I don't know about costs, except to say that board in your area is ridiculously cheap by our standards (ours is at least twice , maybe thrice that amount!),
But I can say that pasture kept horses are usually a lot happier, healthier and dont' need pre-ride lunging. I think your area gets very cold, so that could be an issue in the winter, if you plan to ride and you have to do a trace clip or something. Our horses are non blanketted all year, but our weather is pretty wussy compared to yours.


----------



## Dream (Jan 23, 2011)

Haha yeah, this pasture board is $20 cheaper a month than the stable I boarded at during college. And I'm south of where I was for college, and it's much warmer here...my horse has dealt with -50F windchills...she's tough, and I do blanket her. I just feel that horses should be able to get out of the wind at least.

Also, the stalled horses are put out in a paddock with grass during the day, so she would only be stalled at night and get plenty of exercise. She doesn't need to be lunged anyways usually, unless she's had extra jalepenos for breakfast that day! 

Thanks for your input!


----------



## Dream (Jan 23, 2011)

So I'm roughly calculating $25-$35/month for hay (she's around 800-850 lbs), and I am thinking I'd use wood pellets for bedding (we have sawmills here that I think we could get them fairly cheap), so after the initial setup that fills the stall up, I'd probably only replace 1-2 a week, so I'm estimating around $35/month for bedding...is that reasonable? It would save me around $25 a month from what full-care is. Good deal or no?


----------



## AQHA13 (Apr 19, 2017)

All those prices sound really good! One thing you should consider though, is how much is your time worth? If you are going to have to travel to get loose shavings or pellets from a mill every week or two, when you could spend that time riding, would it be worth it? You should add gas money into the mix too.


----------



## Dream (Jan 23, 2011)

Thanks AQHA13! I didn't even think of that. If the mill is cheaper than Menards (they have wood stove pellets--$4 for a 40 lb bag I believe), then I will factor in that. However, I just realized there is a Menards across the street from the stable, so that wouldn't cost me any gas to go there, since it's right by the stable.

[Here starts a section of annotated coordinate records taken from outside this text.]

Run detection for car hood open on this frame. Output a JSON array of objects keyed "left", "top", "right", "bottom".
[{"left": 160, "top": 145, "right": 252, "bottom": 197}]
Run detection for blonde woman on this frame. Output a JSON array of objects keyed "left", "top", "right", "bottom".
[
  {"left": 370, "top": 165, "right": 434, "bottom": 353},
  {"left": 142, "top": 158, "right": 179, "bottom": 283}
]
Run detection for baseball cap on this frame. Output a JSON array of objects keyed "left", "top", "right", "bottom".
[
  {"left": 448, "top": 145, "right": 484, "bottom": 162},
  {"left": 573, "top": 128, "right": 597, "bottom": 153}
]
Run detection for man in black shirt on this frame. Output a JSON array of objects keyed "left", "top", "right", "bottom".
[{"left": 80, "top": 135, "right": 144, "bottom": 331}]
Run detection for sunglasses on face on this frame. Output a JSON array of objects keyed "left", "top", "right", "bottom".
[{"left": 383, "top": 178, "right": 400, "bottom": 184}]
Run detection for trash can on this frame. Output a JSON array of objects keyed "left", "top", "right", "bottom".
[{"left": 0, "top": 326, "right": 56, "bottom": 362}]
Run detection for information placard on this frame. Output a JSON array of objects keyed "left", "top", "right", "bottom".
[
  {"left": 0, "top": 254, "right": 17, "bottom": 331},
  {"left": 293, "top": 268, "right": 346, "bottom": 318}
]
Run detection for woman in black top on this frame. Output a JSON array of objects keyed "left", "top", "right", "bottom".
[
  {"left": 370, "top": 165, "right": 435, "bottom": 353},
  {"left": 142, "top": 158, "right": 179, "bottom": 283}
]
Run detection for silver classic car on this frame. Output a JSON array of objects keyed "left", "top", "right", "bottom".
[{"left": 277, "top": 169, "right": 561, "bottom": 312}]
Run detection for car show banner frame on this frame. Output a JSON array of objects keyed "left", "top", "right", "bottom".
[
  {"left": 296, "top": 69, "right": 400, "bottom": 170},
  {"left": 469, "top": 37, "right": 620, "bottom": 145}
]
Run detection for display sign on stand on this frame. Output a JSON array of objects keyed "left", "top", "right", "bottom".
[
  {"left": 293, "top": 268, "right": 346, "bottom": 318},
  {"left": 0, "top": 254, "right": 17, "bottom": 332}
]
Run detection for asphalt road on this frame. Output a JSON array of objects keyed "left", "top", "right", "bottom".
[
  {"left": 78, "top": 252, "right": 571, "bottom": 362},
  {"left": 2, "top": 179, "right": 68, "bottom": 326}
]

The hay will still cost money though, but we can get fairly big loads and put it up in the hay loft at the stable, so you don't have to buy bale by bale. 

And my fiance' isn't too keen on riding, so he said that when I come out to ride, he'd muck out my horse's stall for me and get her food and water all set up, so that's not going to be too much time wasted. I'll still do it when I go out to the barn without him of course.


----------



## Reiterin (Mar 28, 2010)

personally I think full care is totally worth the cost. (we don't even have an option of pasture or self care, anyway) But I live 20 minutes away from my barn, and I do not have the time, nor can I afford the gas money it would take to go out Twice a day. - heck, I don't even go out Every day.

Since you are so close and if the cost savings is worth it to you...


----------